Now Logic does not take account of this implication, and nothing has contributed more to bring upon it the reproach of quibbling. In Logic, to deny a quality is simply to declare a repugnance between it and the subject; negation is mere sublation, taking away, and implies nothing more. Not-b is entirely indefinite: it may cover anything except b.

Is Logic then really useless, or even misleading, inasmuch as it ignores the definite implication of negatives in ordinary thought and speech? In ignoring this implication, does Logic oppose this implication as erroneous? Does Logic shelter the quibbler who trades upon it? By no means: to jump to this conclusion were a misunderstanding. The fact only is that nothing beyond the logical Law of Contradiction needs to be assumed for any of the processes of Formal Logic. Aristotle required to assume nothing more for his syllogistic formulæ, and Logic has not yet included in its scope any process that requires any further assumption. "If not-b represent everything except b, everything outside b, then that A is b, and that A is not-b, cannot both be true, and one or other of them must be true."

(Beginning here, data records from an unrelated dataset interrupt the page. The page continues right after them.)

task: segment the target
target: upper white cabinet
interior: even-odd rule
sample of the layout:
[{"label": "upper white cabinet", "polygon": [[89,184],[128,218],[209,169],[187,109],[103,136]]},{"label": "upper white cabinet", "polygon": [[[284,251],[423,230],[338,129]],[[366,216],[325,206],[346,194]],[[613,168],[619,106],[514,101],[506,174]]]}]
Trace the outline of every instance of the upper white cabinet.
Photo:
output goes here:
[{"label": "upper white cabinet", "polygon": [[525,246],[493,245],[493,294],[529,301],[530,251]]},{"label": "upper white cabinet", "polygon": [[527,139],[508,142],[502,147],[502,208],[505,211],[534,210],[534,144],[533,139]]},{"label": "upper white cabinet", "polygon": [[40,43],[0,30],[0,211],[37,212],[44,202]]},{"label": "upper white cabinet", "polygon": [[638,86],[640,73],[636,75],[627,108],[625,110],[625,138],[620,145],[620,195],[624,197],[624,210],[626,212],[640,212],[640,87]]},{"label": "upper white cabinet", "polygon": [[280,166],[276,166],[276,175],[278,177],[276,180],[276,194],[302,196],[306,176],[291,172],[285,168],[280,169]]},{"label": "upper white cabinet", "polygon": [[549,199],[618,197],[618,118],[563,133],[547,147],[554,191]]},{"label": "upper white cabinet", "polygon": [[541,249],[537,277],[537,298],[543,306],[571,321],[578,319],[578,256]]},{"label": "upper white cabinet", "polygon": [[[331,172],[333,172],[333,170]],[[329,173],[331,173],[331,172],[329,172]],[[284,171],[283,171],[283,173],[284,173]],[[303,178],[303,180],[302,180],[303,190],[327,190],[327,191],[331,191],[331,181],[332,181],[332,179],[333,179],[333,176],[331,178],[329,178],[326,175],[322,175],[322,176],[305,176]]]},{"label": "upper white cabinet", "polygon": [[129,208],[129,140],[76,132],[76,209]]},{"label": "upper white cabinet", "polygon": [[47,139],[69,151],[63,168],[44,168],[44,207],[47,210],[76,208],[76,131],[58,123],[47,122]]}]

Whether the scope of Logic ought to be extended is another question. It seems to me that the scope of Logic may legitimately be extended so as to take account both of the positive implication of negatives and the negative implication of positives. I therefore deal with this subject in a separate chapter following on the ordinary doctrines of Immediate Inference, where I try to explain the simple Law of Thought involved. When I say that the extension is legitimate, I mean that it may be made without departing from the traditional view of Logic as a practical science, conversant with the nature of thought and its expression only in so far as it can provide practical guidance against erroneous interpretations and inferences. The extension that I propose is in effect an attempt to bring within the fold of Practical Logic some of the results of the dialectic of Hegel and his followers, such as Mr. Bradley and Mr. Bosanquet, Professor Caird and Professor Wallace.[¹⁰]

The logical processes formulated by Aristotle are merely stages in the movement of thought towards attaining definite conceptions of reality. To treat their conclusions as positions in which thought may dwell and rest, is an error, against which Logic itself as a practical science may fairly be called upon to guard. It may even be conceded that the Aristotelian processes are artificial stages, courses that thought does not take naturally, but into which it has to be forced for a purpose. To concede this is not to concede that the Aristotelian logic is useless, as long as we have reason on our side in holding that thought is benefited and strengthened against certain errors by passing through those artificial stages.

[Footnote 1:] The first statement of the Law of Identity in the form Ens est ens is ascribed by Hamilton (Lectures, iii. 91) to Antonius Andreas, a fourteenth century commentator on the Metaphysics. But Andreas is merely expounding what Aristotle sets forth in iii. 4, 1006 a, b. Ens est ens does not mean in Andreas what A is A means in Hamilton.

[Footnote 2:] τὸ γὰρ αὐτὸ ἅμα ὑπάρχειν τε καὶ μὴ ὑπάρχειν ἀδύνατον τῷ αὐτῷ καὶ κατὰ τὸ αὐτὸ, . . . αὕτη δὴ πασῶν ἐστὶ βεβαιοτάτη τῶν ἀρχῶν. iii. 3, 1005b, 19-23.

[Footnote 3:] Hamilton credits Andreas with maintaining, "against Aristotle," that "the principle of Identity, and not the principle of Contradiction, is the one absolutely first". Which comes first, is a scholastic question on which ingenuity may be exercised. But in fact Aristotle put the principle of Identity first in the above plain sense, and Andreas only expounded more formally what Aristotle had said.

[Footnote 4:] Μεταξὑ ὰντιφάσεως ἐνδέχεται εἶναι οὐθέν, ἀλλ᾿ ἀνάγκη ἢ φάναι ἢ ὰποφάναι ἒν καθ᾿ ἑνὸς ὁτιοῦν. Metaph. iii. 7, 1011b, 23-4.

[Footnote 5:] Prof. Caird's Hegel, p. 138.

[Footnote 6:] See Venn, Empirical Logic, 1-8.